The rain is really picking up by the time I get downstairs, coursing down the kitchen window in waves, creating turbulent shadows that shift across the walls. My leg is sore from the effort of walking, my head throbbing. I call for Mum, then Jess, and when nobody replies I sit down at the table and wait. The light is fading further, dark descending despite the early hour, leaving in its place the cool lustre of an approaching storm. And then I see her, my mother, rushing along the winding path of the back garden with her coat pulled up over her head, caught in the sudden downpour.
She races through the back door, head down and shoulders curled over, shrieking as cold rivulets of water drip from her hair and run down her back. She is laughing to herself as she pulls the door closed behind her. Then as she turns and sees me, she almost jumps out of her skin.
‘Chloe!’ she shrieks. She catches her breath, laughs as she shakes the water from her coat. ‘You frightened the life out of me. Jess told me you were sleeping.’
‘I woke up. I was looking at the pictures you brought to the hospital. One of the albums you made.’
‘Oh?’ she says as she locks the back door. She sets her riding jacket on a black wrought-iron hook. I can hear horses neighing in the garden stables. ‘Anything new coming back to you?’ She sits down on a small bench, pulls off her muddy boots. She puts the kettle on to boil before sitting down at the table.

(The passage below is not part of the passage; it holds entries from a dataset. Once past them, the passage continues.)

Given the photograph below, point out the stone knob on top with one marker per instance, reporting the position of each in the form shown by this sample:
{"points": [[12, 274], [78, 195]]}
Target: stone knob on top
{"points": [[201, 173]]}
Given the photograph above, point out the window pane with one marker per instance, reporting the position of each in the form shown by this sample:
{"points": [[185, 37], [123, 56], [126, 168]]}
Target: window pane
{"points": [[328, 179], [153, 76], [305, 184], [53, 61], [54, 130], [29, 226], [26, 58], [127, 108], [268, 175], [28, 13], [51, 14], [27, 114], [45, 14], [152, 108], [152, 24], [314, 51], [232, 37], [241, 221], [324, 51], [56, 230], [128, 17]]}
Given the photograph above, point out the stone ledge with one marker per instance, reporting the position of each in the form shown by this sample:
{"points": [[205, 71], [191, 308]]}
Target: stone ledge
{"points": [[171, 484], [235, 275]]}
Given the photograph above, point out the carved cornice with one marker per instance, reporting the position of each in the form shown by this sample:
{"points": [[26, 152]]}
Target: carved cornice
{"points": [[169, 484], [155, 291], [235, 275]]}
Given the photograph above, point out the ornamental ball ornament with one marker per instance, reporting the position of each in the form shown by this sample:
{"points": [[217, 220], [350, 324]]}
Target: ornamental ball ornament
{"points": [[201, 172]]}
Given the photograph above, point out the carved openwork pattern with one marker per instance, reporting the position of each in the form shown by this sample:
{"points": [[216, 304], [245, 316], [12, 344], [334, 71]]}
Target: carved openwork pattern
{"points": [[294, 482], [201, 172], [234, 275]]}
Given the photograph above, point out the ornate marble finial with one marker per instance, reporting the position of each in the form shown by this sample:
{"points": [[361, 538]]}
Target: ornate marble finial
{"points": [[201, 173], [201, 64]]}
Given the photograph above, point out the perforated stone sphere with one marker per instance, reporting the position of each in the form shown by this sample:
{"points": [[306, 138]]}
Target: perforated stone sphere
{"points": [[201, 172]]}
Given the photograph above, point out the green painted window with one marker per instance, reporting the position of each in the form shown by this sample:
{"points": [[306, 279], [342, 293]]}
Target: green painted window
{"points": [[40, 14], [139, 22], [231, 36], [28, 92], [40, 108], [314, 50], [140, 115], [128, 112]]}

‘You tell me,’ I say as I hold up the picture that I have taken from the album. She takes it from my hand. I don’t know if it is just my imagination, but in that moment it looks as if she is worried. I see her swallow, an uncomfortable lump in her throat, her hands shaking with fear. She appears on the verge of being sick. ‘Who is that little boy?’ I ask.
She takes a heavy breath in and sets the picture down on the table. She crosses her hands in front of her, plays with the band on her ring finger. ‘Where did you find that?’
‘It doesn’t matter,’ I tell her.
She looks at the picture again, pushes it away as if it’s all too much. She can’t look at me. Can’t look at the picture. She moves to the door, then stops herself. She’s scratching at her forehead, making it red.
‘Just tell me, Mum.’
‘I can’t.’ Eyes to the door. ‘We should wait until your father gets home.’
‘No,’ I say, slamming my fist against the table. I’m up on my feet, aware of a blurring of my eyes, a thickness in my throat that makes it hard to swallow. It’s the truth, I think. That’s what I can feel choking me. I am close to some sort of truth for the first time. I’m about to find out what they have been keeping from me. ‘I need you to tell me now. I’m wearing a wedding ring in that picture too. Am I married?’
Her hands are shaking as she brings them up to her face. She wipes her fingertips underneath her eyes, a tear escaping. ‘I really think we should wait for your father to get—’
‘Mum, just tell me,’ I interrupt.
She slumps into a chair, hangs her head in her hands. I remain on my feet. ‘No, Chloe. You are not married.’ The scar on my head throbs with each beat of my heart. Her voice is all of a quiver. ‘At least not any more.’
‘Oh my God.’ I begin to cry too, my throat burning, my cheeks hot. I feel like I might faint. Not any more? I was married? I had a life and a partner and a … I feel a cloud of dizziness approaching, so I cling to the table, palms flat against the surface. My mother moves to comfort me, steady me. I pull away. ‘And the boy?’ I whisper, my voice breaking, my whole body overwhelmed as I ask a question to which I think I already know the answer.
She gazes at the picture, tears streaming down her face. Yet she is defiant as she looks up at me. ‘Chloe, I’m so sorry we kept it from you. That little boy was your son.’